Deuxième secteur aidé en ces temps de crise après l’automobile, la construction se voit offrir 18 millions d’euros par l’Etat, via le Fiso (Fonds d’investissement social) qui iront à la formation des salariés. C’est l’effort le plus important que le secteur ait jamais obtenu afin de maintenir son niveau d’activité. Ceci au travers d’un accord-cadre national pour le développement de l’emploi et des compétences. Une bouée de sauvetage au moment où, après 10 ans de croissance, une perte de 20 000 emplois est annoncée dès la fin 2009. Face à la menace qui pèse sur les entreprises et l’emploi, les acteurs du BTP - la confédération de l’artisanat et des petites entreprises du bâtiment (Capeb), la Fédération française du bâtiment (FFB), la Fédération nationale des sociétés coopératives de production du bâtiment des travaux publics (FNSCOP-BTP), la Fédération nationale des travaux publics (FNTP) - qui emploient au total 1,4 million d’actifs, ont tous paraphé cet accord-cadre 2009-2011 piloté par l’Etat.

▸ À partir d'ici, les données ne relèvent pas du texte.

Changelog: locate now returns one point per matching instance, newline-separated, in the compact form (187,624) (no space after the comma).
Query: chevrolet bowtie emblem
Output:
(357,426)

« L’utilité de développer le travail en équipe entre acteurs d’un secteur et l’Etat est la leçon majeure de la crise. Des accords avec l’intérim et l’agro-alimentaire suivront », a déclaré Laurent Wauquiez, secrétaire d’Etat chargé de l’emploi.
Le thème de l’accord-cadre national pour le développement de l’emploi et des compétences dans la construction est « la sécurisation des parcours professionnels des salariés » via le développement, entre autres, de l’outil gestion prévisionnel des emplois et compétences (GPEC). Il s’applique à toutes les entreprises, mais prioritairement à celles de moins de 300 salariés. Le nombre total des bénéficiaires est estimé à 30 000. Principalement, la catégorie des ouvriers, les salariés ayant 45 ans et plus et les femmes. Aux 18 millions d’euros de l’Etat s’ajoutent les aides apportées par les OPCA et par le Fonds Social Européen (FSE). Au total, le secteur recevra 60 millions d’euros. En ce qui concerne le recours au chômage partiel, qui n’est pas une pratique courante dans le secteur de la construction, Laurent Wauquiez encourage les entreprises du BTP soumises à des difficultés conjoncturelles d’user de l’accord sur l’activité partielle.
L’importance de cette aide s’explique aussi par un besoin structurel important. « Le développement durable et les nouvelles normes environnementales représentent un nouveau défi. Nous devons répondre aux enjeux du Grenelle de l’environnement », précise Jean Lardin, président de la Capeb.